I have the following setup / workflow:

  1. My private registry with my own self-signed SSL certificate
  2. I Build an image and push it to the registry
  3. I pull the image on another host
  4. I delete the image from the registry from the registry using the API
  5. I call the registrys garbage collector
  6. I try to pull the image from the registry
  7. I try to push the image (not changed) to the registry again
  8. I try to pull the image on the other host again

Steps 1 - 6 are working fine, step 4 is kinda working (i guess) but steps 7 - 8 are not working as expected.

Expected results:
4. Image is completely removed from the registry
7. I push the image to the registry during this process some layers (which I deleted in step 4) get pushed.
8. I can pull the image again

Actual results:
4. The image is still present in the registry but has no tags. It seems like this is the way the registry handles image deletion…
7. I can push the image but it says ‘Layer already exists’ for every layer
8. I cant pull the image anymore, docker says: Error response from daemon: manifest for registry.swarm/waterfall:latest not found: manifest unknown: manifest unknown

Notes:

After step 8 failed, checking the registry shows me that my image has a tag called “latest” but I cant retrieve the manifest for it using the API (basically the same error as ‘docker pull’ returned)

Pushing the image won’t solve the problem.

Workaround:
The only way to fix the image in the registry is rebuilding the image on the host and pushing the new version.

Second case:
If I skip step 5 the pull in step 8 kinda works. It starts to pull the image but at some layer docker fails and says “retrying in x seconds”. After a few minutes docker managed to pull the whole image. but fails with unexpected EOF (nothing more)

Is this the intended behavior or am I doing something wrong?

1 Like

Managing a local private registry via the API, especially deleting image layers and metadata is … problematic, even docker’s own documentation hint at that. You haven’t shown how exactly you deleted the image and I suspect that you may have only deleted the image manifest and not the actual layers (blobs) … I assume you are aware you need to do both using the hash (sha256) references returned for each of them ? When you ran the garbage collection, did it clearly show that the manifest and layers were included as candidates ? (as you know these are only ‘marked’ for deletion by the api and aren’t actually removed until the gc completes and the gc will only remove layers and manifests if no references to them exist). Also, in my experience the api will continue to report that the image is still present even after a successful deletion … not sure why, … as I said above, this whole process is a bit sketchy at best.

2 Likes

I face the same problem:

In my case, I run the following API command to delete the image:

curl -k -u username:password -X DELETE "https://private.docker.regsitry.domain/v2/repo_name/image_name/manifests/layer_digest" -H "Accept: application/vnd.docker.distribution.manifest.v2+json"
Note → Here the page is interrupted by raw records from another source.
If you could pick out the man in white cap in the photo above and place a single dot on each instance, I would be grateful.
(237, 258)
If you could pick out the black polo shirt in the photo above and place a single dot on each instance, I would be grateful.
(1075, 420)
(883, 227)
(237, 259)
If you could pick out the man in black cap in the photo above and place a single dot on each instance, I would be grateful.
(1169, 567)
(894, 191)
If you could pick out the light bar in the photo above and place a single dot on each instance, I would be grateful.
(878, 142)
The command removes the link between the layer and its associated blob (but will not delete the layer data). That is why the command needs to be run as many times as the number of layers plus one more time for the manifest (since each one has a different digest).
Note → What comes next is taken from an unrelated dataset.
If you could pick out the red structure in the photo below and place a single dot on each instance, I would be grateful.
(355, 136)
To remove the blobs data, the garbage collection command need to be run afterward:
docker exec -it registr-container-name /bin/registry garbage-collect --delete-untagged=true --dry-run=false /etc/docker/registry/config.yml

Even then, the image name will be available in the registry catalogue when you run the following command:
curl -k -X GET -u username/password https://private.docker.regsitry.domain/v2/_catalog

To clean the catalogue, both the blobs and image directories must be manually deleted from within the registry container

But for some reason, some data related to the layer or its blob persist in the registry container and that’s why pushing the image again is impossible unless the registry container volume is purged.